The president's final hours
Nov. 22, 1963. President Kennedy is assassinated in Dallas. A life cut short. A nation in mourning. It all happened so quickly.
According to research from the John F. Kennedy Presidential Library and Museum and the Sixth Floor Museum at Dealey Plaza, here's a look at Kennedy's last hours.
With an eye on the 1964 election, President Kennedy departed Washington, D.C., on Air Force One for a two-day, five-city tour of Texas accompanied by the first lady. It was Jackie Kennedy's first extended public appearance since the loss of their baby, Patrick, in August.
JFK felt Texas was crucial to re-election in 1964, but uncertain with feuding Democratic party leaders in Texas. The trip was meant to bring party leaders together and sound out JFK's political themes of education, national security and world peace.
Tensions ran high in Texas that fall, especially in Dallas, where U.S. Ambassador to the United Nations Adlai Stevenson had been physically attacked a month earlier after making a speech there.
After stops in San Antonio and Houston, JFK ends Nov. 21, 1963, in Fort Worth, where hundreds of people waited to see the couple off as they made their way to Dallas' Hotel Texas.
Nov. 22 rose "as a cold, rainy day that morning in Dallas," said Southern Methodist University professor Tom Stone, "but the weather changed.

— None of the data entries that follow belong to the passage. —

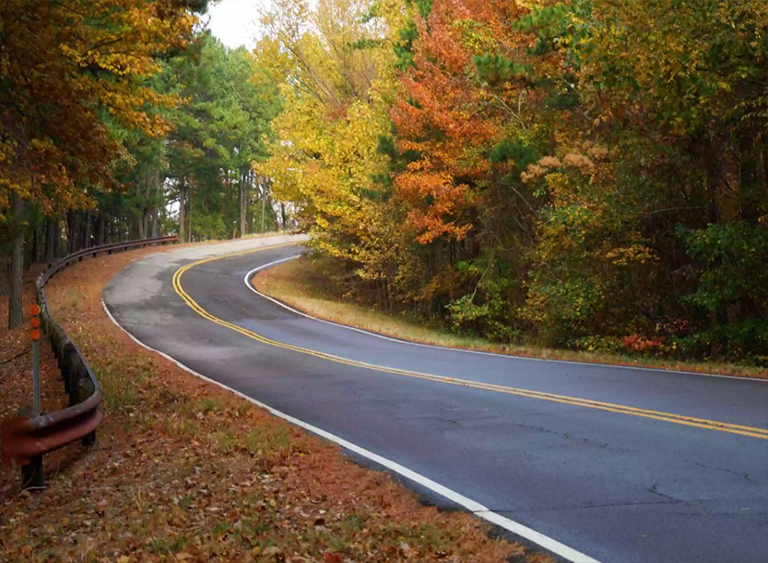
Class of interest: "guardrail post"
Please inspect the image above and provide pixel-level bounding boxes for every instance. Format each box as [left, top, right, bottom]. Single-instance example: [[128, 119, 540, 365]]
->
[[21, 455, 45, 490], [19, 407, 45, 490], [77, 368, 96, 448]]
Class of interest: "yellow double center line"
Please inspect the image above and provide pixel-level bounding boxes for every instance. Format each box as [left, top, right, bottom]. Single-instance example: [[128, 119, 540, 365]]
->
[[173, 243, 768, 440]]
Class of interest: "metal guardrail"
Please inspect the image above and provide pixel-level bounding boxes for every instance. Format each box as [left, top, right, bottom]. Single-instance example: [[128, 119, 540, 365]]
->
[[0, 236, 178, 488]]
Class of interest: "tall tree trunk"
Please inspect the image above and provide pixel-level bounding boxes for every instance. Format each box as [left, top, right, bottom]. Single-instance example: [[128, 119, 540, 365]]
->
[[83, 211, 93, 248], [152, 167, 161, 238], [67, 209, 78, 254], [45, 217, 59, 264], [96, 211, 106, 246], [8, 192, 24, 328], [179, 176, 187, 242], [240, 167, 248, 238]]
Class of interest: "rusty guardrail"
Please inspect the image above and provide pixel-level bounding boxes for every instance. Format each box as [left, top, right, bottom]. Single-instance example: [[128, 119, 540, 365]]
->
[[0, 236, 178, 488]]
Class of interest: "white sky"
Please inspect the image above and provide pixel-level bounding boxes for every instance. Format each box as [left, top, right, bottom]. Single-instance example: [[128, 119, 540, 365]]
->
[[205, 0, 270, 50]]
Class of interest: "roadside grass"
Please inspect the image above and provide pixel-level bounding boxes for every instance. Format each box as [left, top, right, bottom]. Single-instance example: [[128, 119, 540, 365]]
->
[[0, 248, 551, 563], [253, 257, 768, 379]]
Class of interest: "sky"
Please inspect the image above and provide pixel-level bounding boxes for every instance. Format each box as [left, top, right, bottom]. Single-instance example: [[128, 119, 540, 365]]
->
[[207, 0, 270, 50]]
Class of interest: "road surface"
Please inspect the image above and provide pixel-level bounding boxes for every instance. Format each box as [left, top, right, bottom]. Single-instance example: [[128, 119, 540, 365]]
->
[[104, 237, 768, 563]]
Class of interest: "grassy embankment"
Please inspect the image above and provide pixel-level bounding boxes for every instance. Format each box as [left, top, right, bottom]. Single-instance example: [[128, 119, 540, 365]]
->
[[0, 248, 547, 563], [253, 258, 768, 379]]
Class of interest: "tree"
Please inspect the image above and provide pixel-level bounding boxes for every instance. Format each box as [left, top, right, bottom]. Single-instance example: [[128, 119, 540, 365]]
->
[[0, 0, 204, 327]]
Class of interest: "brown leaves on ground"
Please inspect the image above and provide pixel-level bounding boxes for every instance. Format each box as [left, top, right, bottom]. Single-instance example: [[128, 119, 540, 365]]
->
[[0, 249, 543, 563]]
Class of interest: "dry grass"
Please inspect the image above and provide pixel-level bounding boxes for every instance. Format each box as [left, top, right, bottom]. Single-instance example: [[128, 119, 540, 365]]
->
[[0, 248, 548, 563], [253, 258, 768, 379]]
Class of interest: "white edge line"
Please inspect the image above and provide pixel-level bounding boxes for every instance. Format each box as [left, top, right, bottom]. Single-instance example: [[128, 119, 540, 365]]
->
[[101, 300, 600, 563], [244, 255, 768, 383]]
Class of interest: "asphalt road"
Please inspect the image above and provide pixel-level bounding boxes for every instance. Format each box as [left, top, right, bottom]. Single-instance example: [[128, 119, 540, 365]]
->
[[104, 238, 768, 563]]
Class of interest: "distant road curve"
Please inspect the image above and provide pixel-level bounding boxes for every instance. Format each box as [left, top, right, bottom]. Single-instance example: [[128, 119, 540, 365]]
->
[[104, 237, 768, 563]]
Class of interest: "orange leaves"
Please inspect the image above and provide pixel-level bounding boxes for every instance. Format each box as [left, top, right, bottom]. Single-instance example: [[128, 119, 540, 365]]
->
[[0, 0, 196, 216], [395, 163, 475, 244], [391, 0, 530, 244]]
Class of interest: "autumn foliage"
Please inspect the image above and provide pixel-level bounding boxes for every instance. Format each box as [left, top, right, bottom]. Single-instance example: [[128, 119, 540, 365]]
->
[[261, 0, 768, 363]]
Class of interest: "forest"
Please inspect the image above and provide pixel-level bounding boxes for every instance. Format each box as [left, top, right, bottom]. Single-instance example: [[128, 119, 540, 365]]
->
[[0, 0, 768, 365]]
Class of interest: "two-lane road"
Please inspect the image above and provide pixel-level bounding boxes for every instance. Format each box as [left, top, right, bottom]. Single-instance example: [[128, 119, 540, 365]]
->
[[104, 238, 768, 563]]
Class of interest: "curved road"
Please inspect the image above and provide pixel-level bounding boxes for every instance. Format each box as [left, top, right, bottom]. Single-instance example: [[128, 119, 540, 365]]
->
[[104, 237, 768, 563]]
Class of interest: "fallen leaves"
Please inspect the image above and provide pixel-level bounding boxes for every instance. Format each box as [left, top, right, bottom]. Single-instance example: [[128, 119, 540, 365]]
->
[[0, 249, 552, 563]]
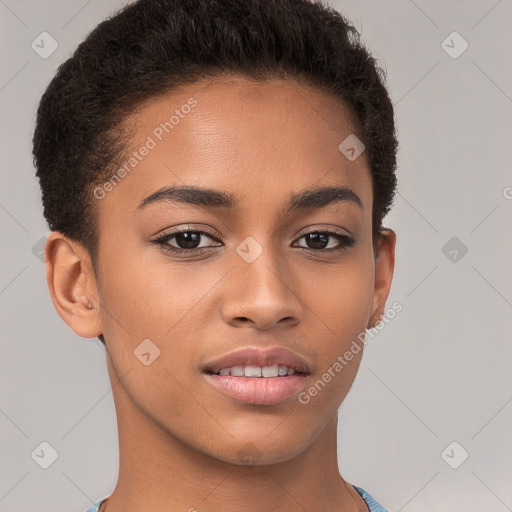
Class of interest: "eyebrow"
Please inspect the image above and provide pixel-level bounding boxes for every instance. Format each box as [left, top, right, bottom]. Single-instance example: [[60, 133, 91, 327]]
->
[[136, 186, 363, 214]]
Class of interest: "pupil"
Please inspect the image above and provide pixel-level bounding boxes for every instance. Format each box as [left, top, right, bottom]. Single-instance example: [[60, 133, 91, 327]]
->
[[308, 233, 329, 249], [176, 232, 200, 249]]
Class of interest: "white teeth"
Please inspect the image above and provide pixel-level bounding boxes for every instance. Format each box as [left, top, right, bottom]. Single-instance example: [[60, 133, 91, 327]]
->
[[217, 364, 296, 377]]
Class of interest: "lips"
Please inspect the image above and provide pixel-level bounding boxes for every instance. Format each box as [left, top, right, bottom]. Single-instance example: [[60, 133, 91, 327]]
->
[[201, 347, 311, 375]]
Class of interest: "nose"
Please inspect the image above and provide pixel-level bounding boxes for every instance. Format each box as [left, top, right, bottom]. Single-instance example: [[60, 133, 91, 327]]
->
[[222, 246, 303, 330]]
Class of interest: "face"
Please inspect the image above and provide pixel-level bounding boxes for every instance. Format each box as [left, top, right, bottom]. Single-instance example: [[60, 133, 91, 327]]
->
[[46, 77, 394, 464]]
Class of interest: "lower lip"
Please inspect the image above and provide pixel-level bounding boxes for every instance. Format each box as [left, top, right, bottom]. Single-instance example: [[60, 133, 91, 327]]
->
[[204, 373, 306, 405]]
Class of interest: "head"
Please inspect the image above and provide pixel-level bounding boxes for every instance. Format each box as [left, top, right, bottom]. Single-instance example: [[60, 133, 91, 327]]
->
[[33, 0, 397, 463]]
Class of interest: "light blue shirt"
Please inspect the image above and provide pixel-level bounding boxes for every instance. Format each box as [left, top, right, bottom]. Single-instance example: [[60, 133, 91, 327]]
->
[[86, 485, 388, 512]]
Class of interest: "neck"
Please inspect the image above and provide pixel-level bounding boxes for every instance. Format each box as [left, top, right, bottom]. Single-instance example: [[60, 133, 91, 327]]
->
[[101, 364, 368, 512]]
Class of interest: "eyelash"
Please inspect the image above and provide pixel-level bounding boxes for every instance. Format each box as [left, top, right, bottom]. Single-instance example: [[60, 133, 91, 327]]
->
[[152, 229, 355, 254]]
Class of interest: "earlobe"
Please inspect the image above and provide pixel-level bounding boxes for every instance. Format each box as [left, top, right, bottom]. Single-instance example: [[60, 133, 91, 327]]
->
[[368, 228, 396, 328], [45, 231, 102, 338]]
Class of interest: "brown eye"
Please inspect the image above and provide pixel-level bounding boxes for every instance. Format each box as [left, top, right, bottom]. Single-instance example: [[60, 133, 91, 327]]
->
[[294, 231, 355, 251]]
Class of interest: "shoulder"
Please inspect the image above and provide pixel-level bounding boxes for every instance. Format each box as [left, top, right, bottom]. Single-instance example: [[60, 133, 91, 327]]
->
[[354, 485, 388, 512], [85, 498, 107, 512]]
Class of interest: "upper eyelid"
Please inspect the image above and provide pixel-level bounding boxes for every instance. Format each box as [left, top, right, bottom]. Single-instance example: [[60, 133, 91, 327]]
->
[[154, 227, 355, 243]]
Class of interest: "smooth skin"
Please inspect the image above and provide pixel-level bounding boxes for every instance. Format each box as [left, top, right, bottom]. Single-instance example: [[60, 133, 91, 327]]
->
[[46, 75, 396, 512]]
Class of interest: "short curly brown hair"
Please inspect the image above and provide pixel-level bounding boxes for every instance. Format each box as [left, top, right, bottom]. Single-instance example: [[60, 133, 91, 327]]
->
[[33, 0, 398, 272]]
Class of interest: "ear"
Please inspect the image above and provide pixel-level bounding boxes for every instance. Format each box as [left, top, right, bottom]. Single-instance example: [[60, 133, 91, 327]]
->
[[368, 228, 396, 328], [45, 231, 102, 338]]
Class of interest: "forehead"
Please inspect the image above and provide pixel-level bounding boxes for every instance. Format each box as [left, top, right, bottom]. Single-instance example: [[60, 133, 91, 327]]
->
[[96, 76, 372, 224]]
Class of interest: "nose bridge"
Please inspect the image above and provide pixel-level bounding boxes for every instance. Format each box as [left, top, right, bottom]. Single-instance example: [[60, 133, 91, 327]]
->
[[223, 237, 302, 328]]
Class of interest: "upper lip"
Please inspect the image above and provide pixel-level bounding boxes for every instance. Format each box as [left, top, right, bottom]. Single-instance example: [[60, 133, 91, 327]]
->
[[202, 347, 310, 374]]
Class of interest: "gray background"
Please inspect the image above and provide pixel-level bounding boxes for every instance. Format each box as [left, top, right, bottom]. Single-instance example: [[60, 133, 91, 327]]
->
[[0, 0, 512, 512]]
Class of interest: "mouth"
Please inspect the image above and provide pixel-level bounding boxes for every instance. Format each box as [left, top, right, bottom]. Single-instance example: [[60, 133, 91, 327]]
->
[[201, 347, 311, 405]]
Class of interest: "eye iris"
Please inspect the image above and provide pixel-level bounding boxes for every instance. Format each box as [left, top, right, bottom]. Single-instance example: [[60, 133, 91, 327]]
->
[[306, 233, 329, 249], [175, 231, 201, 249]]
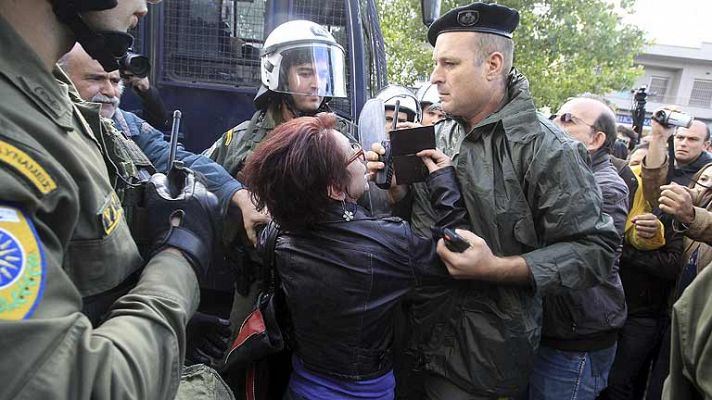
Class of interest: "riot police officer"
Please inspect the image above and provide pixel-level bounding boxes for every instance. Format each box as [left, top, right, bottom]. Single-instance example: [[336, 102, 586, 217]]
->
[[0, 0, 217, 399], [415, 82, 445, 125], [204, 20, 355, 395], [376, 85, 422, 132]]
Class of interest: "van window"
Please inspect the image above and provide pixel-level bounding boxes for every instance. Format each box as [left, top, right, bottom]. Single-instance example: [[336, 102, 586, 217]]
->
[[160, 0, 267, 88]]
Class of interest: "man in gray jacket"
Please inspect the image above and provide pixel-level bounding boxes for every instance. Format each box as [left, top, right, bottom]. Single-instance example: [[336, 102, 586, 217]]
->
[[529, 97, 628, 399]]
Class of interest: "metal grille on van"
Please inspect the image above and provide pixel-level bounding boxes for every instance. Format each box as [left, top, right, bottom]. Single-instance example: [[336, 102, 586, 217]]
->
[[293, 0, 353, 116], [161, 0, 267, 88]]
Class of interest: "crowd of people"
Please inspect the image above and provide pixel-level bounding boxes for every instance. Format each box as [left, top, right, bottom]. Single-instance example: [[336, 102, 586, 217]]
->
[[0, 0, 712, 400]]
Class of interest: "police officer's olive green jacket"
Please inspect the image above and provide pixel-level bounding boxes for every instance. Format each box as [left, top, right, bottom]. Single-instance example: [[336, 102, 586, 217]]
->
[[410, 72, 620, 397], [663, 258, 712, 400], [0, 18, 198, 400], [203, 108, 356, 177]]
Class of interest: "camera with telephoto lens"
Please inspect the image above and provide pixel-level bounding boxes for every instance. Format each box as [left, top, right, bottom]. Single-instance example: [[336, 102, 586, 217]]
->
[[119, 49, 151, 78], [653, 110, 695, 128]]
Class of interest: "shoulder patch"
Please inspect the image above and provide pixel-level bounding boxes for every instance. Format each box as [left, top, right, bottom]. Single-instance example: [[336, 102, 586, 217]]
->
[[0, 204, 46, 320], [0, 140, 57, 194], [223, 129, 234, 147]]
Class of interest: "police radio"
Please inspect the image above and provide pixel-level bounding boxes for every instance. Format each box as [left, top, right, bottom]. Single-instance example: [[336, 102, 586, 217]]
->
[[374, 100, 400, 189], [166, 110, 187, 199]]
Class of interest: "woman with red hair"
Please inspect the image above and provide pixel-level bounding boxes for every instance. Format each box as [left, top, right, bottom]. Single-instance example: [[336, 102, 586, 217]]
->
[[244, 114, 466, 400]]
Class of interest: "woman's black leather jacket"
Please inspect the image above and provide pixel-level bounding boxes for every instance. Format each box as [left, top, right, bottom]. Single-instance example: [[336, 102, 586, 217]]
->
[[260, 167, 467, 380]]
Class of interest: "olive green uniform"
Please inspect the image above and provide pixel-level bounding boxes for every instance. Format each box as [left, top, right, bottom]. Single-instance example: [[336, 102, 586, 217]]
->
[[0, 18, 199, 399], [663, 265, 712, 400]]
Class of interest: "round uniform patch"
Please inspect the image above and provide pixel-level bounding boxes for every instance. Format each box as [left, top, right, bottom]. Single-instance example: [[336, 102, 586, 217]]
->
[[0, 205, 45, 320]]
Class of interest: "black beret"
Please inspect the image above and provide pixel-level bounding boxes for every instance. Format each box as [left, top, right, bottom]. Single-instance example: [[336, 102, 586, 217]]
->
[[428, 3, 519, 46]]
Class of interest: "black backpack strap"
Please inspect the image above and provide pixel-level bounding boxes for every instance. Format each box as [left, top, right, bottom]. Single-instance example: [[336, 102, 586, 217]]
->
[[262, 222, 280, 293]]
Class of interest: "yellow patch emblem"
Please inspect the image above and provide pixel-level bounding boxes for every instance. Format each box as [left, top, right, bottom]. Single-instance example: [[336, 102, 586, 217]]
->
[[225, 129, 232, 146], [99, 192, 124, 236], [0, 141, 57, 194], [0, 205, 46, 320]]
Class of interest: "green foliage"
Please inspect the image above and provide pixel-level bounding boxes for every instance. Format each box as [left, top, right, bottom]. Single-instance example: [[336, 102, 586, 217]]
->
[[378, 0, 645, 110]]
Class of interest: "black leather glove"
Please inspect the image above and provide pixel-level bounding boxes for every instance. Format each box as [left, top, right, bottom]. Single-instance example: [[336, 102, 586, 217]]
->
[[144, 167, 219, 277], [185, 312, 232, 367]]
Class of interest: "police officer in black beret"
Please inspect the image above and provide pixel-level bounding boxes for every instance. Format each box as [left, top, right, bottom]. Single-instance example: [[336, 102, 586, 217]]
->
[[369, 3, 620, 400]]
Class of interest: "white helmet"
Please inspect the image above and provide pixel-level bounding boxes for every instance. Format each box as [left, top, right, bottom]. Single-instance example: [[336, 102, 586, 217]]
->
[[376, 85, 421, 122], [260, 20, 346, 97], [415, 82, 440, 108]]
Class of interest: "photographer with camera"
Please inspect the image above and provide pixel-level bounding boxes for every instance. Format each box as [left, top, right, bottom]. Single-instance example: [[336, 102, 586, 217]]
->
[[0, 0, 228, 399], [628, 108, 712, 398]]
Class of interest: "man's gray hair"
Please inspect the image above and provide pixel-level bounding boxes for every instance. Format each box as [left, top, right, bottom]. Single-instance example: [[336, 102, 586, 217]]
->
[[475, 32, 514, 82], [57, 53, 70, 75]]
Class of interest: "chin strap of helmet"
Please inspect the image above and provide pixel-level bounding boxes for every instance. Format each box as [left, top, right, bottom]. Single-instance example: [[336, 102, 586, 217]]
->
[[280, 93, 331, 118], [52, 0, 133, 72]]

The sun came out."
Later in the day, JFK would parade through Dallas with his motorcade. As the weather cleared up, JFK instructed his people "to take the bubble top off the limo," Stone said.
"It wasn't bulletproof. It was just a plastic bubble, but it would have made the shots more difficult," Stone said. Life is full of "what ifs," but "Kennedy might be alive if the weather hadn't changed."